You need to login at least once and check “Keep me logged in” otherwise there will be no user profile set. If you are being prompted to login every time, the cookie saving the user info is likely being blocked. You can test this with Chrome in incognito mode and see that you are prompted to login every time.
You need to be aware that what you want to do is insecure, so I expect that you totally trust anyone connected to your network.
If you set up the trusted_networks auth provider. If the instance only has one user, you can use the allow_bypass_login option to login that user by default if that user access Home Assistant from a specific IP/network. If you have multiple users, you need to check the trusted_users option in the documentation to designate which users will automatically login depending on the IP/network. For example, if your Home Assistant instance has only one user, the next example will login that user automatically from any IP (0.0.0.0/0 represents all possible IP addresses in the IPv4 address space).
It’s normal that the first time you open the browser and connect to your HA you need to provide credentials.
If you don’t close the browser, your session stays active/you stay logged in to HA so no need anymore to fill in the user/pw.
Everybody here is missing the point. Sorry, maybe I was not clear.
What I want:
A dedicated 7-inch touch screen interface to the lights in the room
No need to use a keyboard/mouse because these a very hard to use on such a screen
The ability to set it up with a script.
Finding “long lived tokens” I thought I had what I need. I could have a script on the client that starts the browser in kiosk mode and passes the token to bypass the login screen, which as I say is useless in this context.
This means the client can be shut down and restarted, re made if corrupted, any number of times.
Most of this can be achieved using a keyboard temporarily to enter credentials and then “remember me” works. It is my current solution
But:
It is tacky. The login screen has no use in this scenario so even using it once offends me
To rebuild the system this fiddling needs to be repeated (it requires I use a magnifying glass)
Security? Sorry, it is no less secure than putting the credentials in the browser. That seems obvious to me
AFAIK it was never possible before to log in via long lived access tokens. The o ly way to bypass the login is by trusted networks as mentioned before.
I however would suggest to at least set the ip network in this setting to your subnet (e. g. 192.168.0.0/24) or better the IP of the kiosk with /32 instead of /24. That way you’re still forced to login with other devices or when in another network, which is especially helpful if you access from the internet as well.
On the other hand, I can also recommend a multimedia keyboard for when you rebuild such systems here and there. There is one from Logi that I tegrates a touchpad for mouse. This is way more secure than using trusted networks.
Long Lived Tokens are used as authentication to call Home Assistant APIs, not to login in Home Assistant. What is the problem of using trusted networks?
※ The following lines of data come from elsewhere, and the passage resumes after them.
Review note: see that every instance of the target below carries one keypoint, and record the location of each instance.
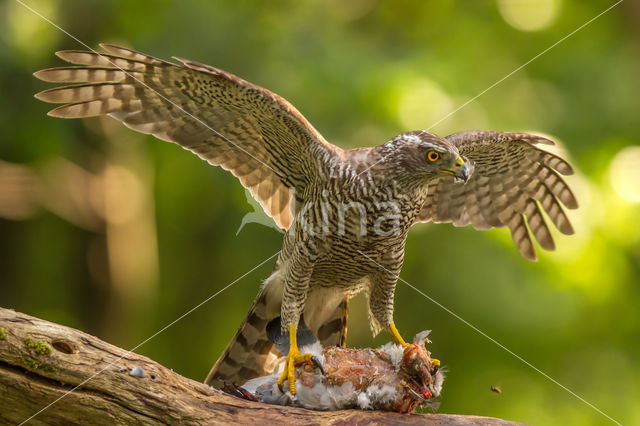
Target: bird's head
(428, 156)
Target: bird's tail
(250, 353)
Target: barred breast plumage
(347, 212)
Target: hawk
(346, 212)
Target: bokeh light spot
(421, 103)
(624, 174)
(529, 15)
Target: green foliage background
(361, 72)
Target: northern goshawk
(346, 212)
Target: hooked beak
(461, 171)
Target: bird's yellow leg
(294, 358)
(397, 338)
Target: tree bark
(52, 374)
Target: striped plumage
(347, 212)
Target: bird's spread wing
(512, 179)
(257, 135)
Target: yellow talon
(294, 358)
(396, 336)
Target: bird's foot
(397, 338)
(294, 359)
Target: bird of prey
(346, 212)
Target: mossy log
(52, 374)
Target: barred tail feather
(250, 353)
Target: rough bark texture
(41, 362)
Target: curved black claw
(316, 361)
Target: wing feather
(513, 182)
(255, 134)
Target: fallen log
(54, 374)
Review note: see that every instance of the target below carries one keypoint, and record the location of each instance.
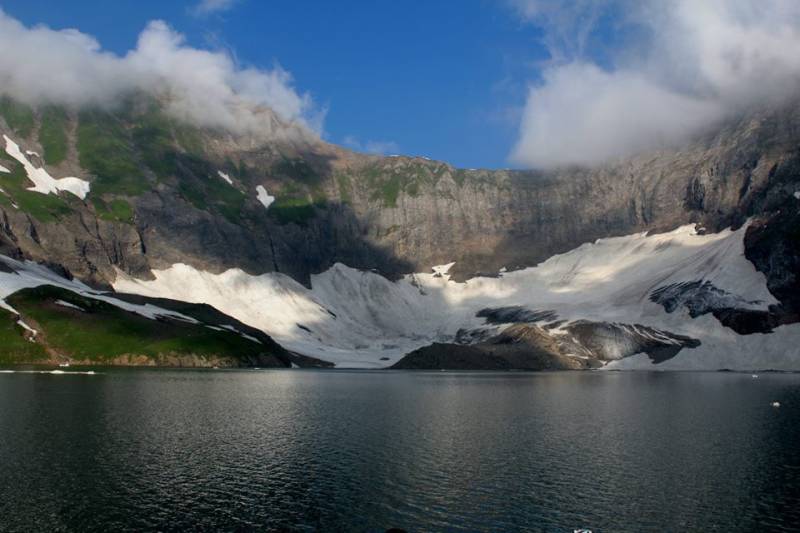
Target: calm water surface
(365, 451)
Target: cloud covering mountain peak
(40, 65)
(682, 66)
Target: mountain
(681, 258)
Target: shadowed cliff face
(158, 198)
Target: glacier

If you feel safe to expose an auth token in a script in that device, there should not be an issue authorizing the IP of the device to bypass the login screen and login automatically (assuming that you manually assign that IP to the device in the DHCP resolution of your router).
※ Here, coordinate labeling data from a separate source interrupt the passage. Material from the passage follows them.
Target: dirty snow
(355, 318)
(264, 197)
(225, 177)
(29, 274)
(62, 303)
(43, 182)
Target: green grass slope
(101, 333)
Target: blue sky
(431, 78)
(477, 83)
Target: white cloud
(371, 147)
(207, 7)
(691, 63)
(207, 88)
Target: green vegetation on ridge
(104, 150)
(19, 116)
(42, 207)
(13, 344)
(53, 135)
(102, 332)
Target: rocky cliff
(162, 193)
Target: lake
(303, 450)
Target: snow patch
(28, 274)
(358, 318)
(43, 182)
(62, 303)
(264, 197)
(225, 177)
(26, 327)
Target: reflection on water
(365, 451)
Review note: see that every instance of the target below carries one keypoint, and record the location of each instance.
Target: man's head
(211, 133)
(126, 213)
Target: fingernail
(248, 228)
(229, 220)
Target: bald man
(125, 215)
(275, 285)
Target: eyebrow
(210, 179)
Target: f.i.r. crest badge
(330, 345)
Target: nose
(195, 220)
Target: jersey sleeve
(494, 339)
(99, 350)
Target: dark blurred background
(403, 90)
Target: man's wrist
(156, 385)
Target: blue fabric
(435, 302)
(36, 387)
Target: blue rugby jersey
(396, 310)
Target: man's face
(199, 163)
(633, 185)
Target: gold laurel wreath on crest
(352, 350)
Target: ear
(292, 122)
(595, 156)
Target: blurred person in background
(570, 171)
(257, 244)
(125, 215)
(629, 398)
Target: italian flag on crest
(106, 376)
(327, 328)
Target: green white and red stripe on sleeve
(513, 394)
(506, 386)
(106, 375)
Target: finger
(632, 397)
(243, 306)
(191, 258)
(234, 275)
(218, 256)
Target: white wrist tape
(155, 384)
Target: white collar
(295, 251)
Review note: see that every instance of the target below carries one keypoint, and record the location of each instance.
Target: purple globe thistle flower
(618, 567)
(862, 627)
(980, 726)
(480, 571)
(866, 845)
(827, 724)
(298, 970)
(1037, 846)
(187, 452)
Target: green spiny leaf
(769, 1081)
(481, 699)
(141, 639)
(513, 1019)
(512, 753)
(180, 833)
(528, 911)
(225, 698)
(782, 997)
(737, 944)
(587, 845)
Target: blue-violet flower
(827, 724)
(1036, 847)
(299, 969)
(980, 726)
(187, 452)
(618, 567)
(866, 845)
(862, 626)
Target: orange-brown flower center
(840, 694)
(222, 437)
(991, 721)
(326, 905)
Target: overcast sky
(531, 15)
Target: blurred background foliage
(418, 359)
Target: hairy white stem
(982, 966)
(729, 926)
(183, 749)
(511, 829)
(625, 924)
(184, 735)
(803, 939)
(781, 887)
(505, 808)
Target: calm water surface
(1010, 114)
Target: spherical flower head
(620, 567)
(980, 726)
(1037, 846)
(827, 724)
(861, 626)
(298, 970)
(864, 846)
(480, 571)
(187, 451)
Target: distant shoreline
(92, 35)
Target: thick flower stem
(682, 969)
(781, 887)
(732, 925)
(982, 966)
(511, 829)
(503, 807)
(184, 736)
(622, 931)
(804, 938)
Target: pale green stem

It is not security that is tacky, it is using the login screen to enter data known at installation time, only on first run time, because I do not know how to enter it at installation that is tacky
Security wise IMO ir is no more secure to have the browser hold the credentials than a script.
Why not? If the client is compromised (it is pinned to the wall) access to the HA, using the profile for the client to use, is achieved.
That is precisely a security measure, so yes, you find that security measure tacky.
That also has a level of insecurity, but bypassing the login is more insecure because that user will be able to login even if you delete all the current tokens or even if you change their password.
Because you are opening a security hole in the Home Assistant instance, this is not about the device client but about your Home Assistant instance.
The token is (should be) tied to the same identity in HA as the password, and both are stored on the client . How is having a token stored in a client less secure than a login/password pair?
You keep saying "insecure " like a magic incantation. That does not make it so.
It looks like I could writte a bespoke script to use the API directly (I have moved on from this now, so I will not) how is that less secure than a bespoke script that sets off a web client?
Having credentials stored in a client, in whatever form, has the same issues no matter how those credentials are stored. That is the issue on the face of it, and there is nothing said here that changes that.
When you let the session open, you are not “storing” the password on the client (you are just letting the session open, no more)
When you let the session open, you cannot read the password locally in the device
When you let the session open, nobody can read the password remotely or steal it
Sessions can be killed remotely by the admin without accessing the device
Passwords can be changed remotely by the admin without accessing the device
None of the previous can be achieved with a token exposed in a local script.
I am telling you what is insecure because it is one of the fields in which I have certain expertise. It is not insecure because of magic, it is insecure because it is. But it is up to you to listen or not.
Both are insecure if they are stored locally. Secrets should be used in a hidden way, for example, on CI pipelines stored as env variables, not stored locally accesible by anyone with access to the device without the proper rights.
That is true, you should never store secrets in the clients, I don’t recommend that (and nobody has recommend that in this thread). It seems that you are confusing letting a session open (which is also insecure but much less insecure) than writing secrets in a file in a device (something that can be copied, stolen, distributed, and used later from another device even without you noticing it).